When Senator Amy Klobuchar doesn’t even know what amendment she’s voting on before she casts her vote, let’s call her on it, vocally, by name.
When Senator Al Franken surfs into office on a wave of Air America broadcasts berating Bush surveillance and the Patriot Act, then votes against Patriot Act reform, let’s call him on it, vocally, by name.
When Senator Chuck Schumer can’t even be bothered to show up for his committee meetings and votes as he’s told to by proxy, let’s call him on it, vocally, by name.
When President Barack Obama gives the Republicans some anti-liberty amendments to pass in their name, not his, let’s call him on it, vocally, by name.
Confronting and embarrassing people in power isn’t nice.

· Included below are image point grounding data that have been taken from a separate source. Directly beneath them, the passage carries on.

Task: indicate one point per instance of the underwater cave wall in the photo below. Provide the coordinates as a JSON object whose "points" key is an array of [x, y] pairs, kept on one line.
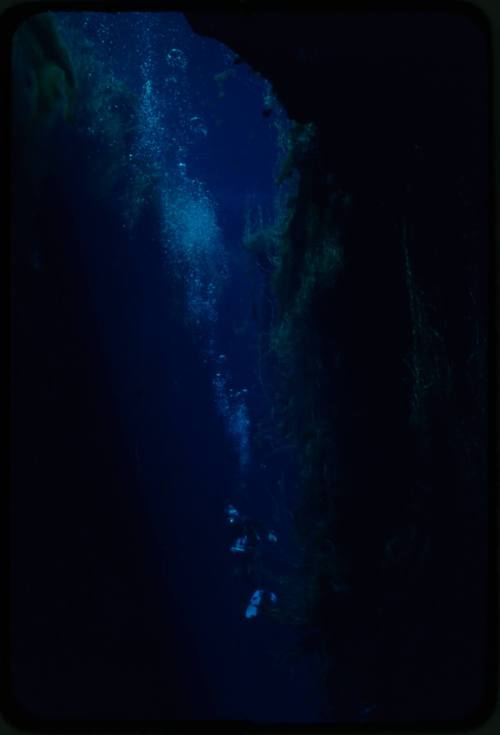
{"points": [[382, 283]]}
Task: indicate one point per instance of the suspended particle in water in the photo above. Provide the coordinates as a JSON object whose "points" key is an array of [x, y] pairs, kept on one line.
{"points": [[198, 127], [176, 58]]}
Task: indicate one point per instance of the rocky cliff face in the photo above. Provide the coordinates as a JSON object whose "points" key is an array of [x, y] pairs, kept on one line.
{"points": [[383, 294]]}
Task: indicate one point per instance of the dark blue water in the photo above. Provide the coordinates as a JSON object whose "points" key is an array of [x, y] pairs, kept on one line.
{"points": [[177, 319]]}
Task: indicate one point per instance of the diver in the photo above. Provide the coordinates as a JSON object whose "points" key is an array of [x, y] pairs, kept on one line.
{"points": [[248, 539]]}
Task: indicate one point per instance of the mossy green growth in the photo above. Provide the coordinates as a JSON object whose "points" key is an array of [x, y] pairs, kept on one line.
{"points": [[44, 83]]}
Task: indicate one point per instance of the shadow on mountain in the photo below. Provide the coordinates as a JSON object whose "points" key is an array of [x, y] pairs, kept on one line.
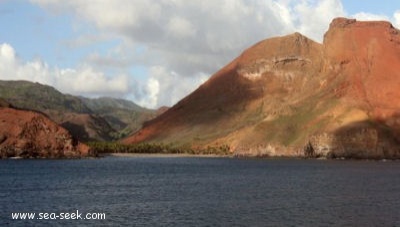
{"points": [[78, 131], [359, 140]]}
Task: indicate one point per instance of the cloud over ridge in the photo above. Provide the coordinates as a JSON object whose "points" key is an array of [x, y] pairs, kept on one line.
{"points": [[180, 43]]}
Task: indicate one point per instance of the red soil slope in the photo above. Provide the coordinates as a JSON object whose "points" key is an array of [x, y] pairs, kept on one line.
{"points": [[292, 96], [29, 134]]}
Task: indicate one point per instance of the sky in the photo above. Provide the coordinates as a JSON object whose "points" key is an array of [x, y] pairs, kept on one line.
{"points": [[153, 52]]}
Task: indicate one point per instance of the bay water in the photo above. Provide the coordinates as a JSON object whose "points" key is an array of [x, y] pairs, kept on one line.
{"points": [[196, 191]]}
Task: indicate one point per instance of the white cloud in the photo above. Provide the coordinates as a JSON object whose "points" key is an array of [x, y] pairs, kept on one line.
{"points": [[369, 17], [83, 80], [180, 27], [184, 41]]}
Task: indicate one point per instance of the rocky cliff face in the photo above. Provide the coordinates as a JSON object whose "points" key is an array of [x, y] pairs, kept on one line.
{"points": [[292, 96], [29, 134]]}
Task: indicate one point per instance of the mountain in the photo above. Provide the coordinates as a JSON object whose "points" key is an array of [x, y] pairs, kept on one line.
{"points": [[31, 134], [123, 115], [292, 96], [102, 119]]}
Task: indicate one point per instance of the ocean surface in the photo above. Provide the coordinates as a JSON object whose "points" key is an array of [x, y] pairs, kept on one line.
{"points": [[195, 191]]}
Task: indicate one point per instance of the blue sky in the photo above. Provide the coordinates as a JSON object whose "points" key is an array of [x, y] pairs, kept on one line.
{"points": [[152, 52]]}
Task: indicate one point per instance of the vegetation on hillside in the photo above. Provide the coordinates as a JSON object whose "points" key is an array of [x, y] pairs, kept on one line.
{"points": [[154, 148]]}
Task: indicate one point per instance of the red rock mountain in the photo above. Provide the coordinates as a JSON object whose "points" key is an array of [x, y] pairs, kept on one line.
{"points": [[292, 96], [30, 134]]}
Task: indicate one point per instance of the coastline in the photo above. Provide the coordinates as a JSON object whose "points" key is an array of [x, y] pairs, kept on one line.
{"points": [[161, 155]]}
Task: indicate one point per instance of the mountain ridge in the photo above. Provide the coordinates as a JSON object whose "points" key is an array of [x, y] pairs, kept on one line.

But our politicians are not being nice, and unless we live in DC and are part of the dinner party circuit they are not and will not be our friends. As long as blunt confrontation is honest, it has its place. If Get FISA Right and the EFF and the ACLU need to continue to play nice to follow their own strategies, I understand that. But in that case I think there need to be some other groups out there that free themselves from the constraint of being nice.